Autumnal Wines from Jill Mott

From Jill:


There’s no doubt. The equinox happens, the leaves begin to fall, we feel the slight chill in the air and our tastes morph. These wines appreciate this feeling and will inspire autumnal dishes, game nights, and so much more!


Talk about a rare sparkling wine – this comes from a native Umbrian (central Italian) varietal called Gamay del Trasimeno that tastes like nothing you’d experience in France as the core is lighter all around and more aromatic. The small addition of Ciliegiolo, another autochthonous grape from Umbria, adds a deeper hue than you’re typical rosé. The combination makes for a blasphemously good sipper whether it’s a Sunday brunch, a romantic, chill night in or a celebratory affair. The mosquito on the label makes it very appropriate for Minnesota. Thankfully, we’re almost out of those woods.  No sulphur added. Unfiltered. Purity in bubbles!

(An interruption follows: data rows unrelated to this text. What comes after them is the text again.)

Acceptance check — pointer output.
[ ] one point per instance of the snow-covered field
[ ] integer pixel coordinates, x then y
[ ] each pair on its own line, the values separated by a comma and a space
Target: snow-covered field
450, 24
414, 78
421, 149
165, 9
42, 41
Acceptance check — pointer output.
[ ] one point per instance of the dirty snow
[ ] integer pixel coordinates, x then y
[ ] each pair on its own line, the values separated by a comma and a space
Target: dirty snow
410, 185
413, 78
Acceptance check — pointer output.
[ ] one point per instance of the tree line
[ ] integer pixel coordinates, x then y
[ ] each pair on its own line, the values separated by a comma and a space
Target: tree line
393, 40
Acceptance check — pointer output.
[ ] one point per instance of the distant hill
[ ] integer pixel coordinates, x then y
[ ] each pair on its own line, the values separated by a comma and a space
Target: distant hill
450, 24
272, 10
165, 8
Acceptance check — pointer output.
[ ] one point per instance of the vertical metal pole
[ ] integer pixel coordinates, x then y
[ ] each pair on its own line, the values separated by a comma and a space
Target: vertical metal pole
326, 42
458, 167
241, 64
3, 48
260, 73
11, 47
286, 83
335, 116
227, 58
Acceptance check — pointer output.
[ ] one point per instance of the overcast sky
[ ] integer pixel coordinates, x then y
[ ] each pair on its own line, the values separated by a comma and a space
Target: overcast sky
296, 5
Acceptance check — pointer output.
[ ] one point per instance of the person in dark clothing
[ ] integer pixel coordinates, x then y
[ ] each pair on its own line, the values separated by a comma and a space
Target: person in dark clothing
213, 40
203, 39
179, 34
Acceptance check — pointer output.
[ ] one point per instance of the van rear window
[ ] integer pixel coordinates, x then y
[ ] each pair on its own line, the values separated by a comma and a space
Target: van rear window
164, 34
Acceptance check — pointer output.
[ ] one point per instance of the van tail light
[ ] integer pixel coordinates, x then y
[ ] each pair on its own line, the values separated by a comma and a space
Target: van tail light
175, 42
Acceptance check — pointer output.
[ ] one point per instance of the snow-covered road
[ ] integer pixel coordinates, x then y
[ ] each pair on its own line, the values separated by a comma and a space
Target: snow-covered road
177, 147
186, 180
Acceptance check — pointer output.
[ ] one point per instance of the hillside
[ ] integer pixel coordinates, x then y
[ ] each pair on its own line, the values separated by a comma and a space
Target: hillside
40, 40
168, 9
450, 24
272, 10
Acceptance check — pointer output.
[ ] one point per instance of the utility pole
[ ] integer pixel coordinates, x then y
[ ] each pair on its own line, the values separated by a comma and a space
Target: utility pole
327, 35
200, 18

I never thought I’d say this in my 19 years of working with Greek wines but you MUST try this Retsina! I’ve never had one that spoke to historical tradition and was actually tasty! Centuries ago, resin was added to wine (and sometimes the corks that sealed amphora) to preserve/protect the wine, acting much like hops do in beer today safeguarding against bacteria. Wine in those times rarely tasted good and was often adulterated with anything from sea water to myrrh to honey and/or in this case, resin.

Georgas Family is located in Spata just east of Athens, where the soils are calcareous clay loam and the dry-farmed vines tended to biodynamically. This is the real deal: artisanal juice from the Savatiano grape, produced without sulphur, with up to a week of skin contact. Anything you grill or roast, especially with rosemary will pair exceptionally well with this. Prepare yourself for a bounty of aromatics and don’t let the rosemary/sage-like nature fool you – this is history in a bottle and will be served at the University of Minnesota’s Pre-Modern Food Lab!


If any grape speaks of pasta, heartier fare, pizza, and the like, it’s Dolcetto. Let’s face it, the jovial nature makes us ask for more than a glass and when we find the serious players, they’re worth taking note of (and buying two bottles instead of one!). Roagna makes traditional, low intervention, low sulphur wines that experience skin macerations of upwards of 100 days in large oak casks which is almost unheard of in today’s Dolcetto-making world. The color is shimmering and of a ruby meets rose nature; the nose is brimming with bright, real red fruits and a mouth feel to please any palate (supple tannins + avid but integrated acidity). This can definitely be enjoyed solo but LOVES a fall dish.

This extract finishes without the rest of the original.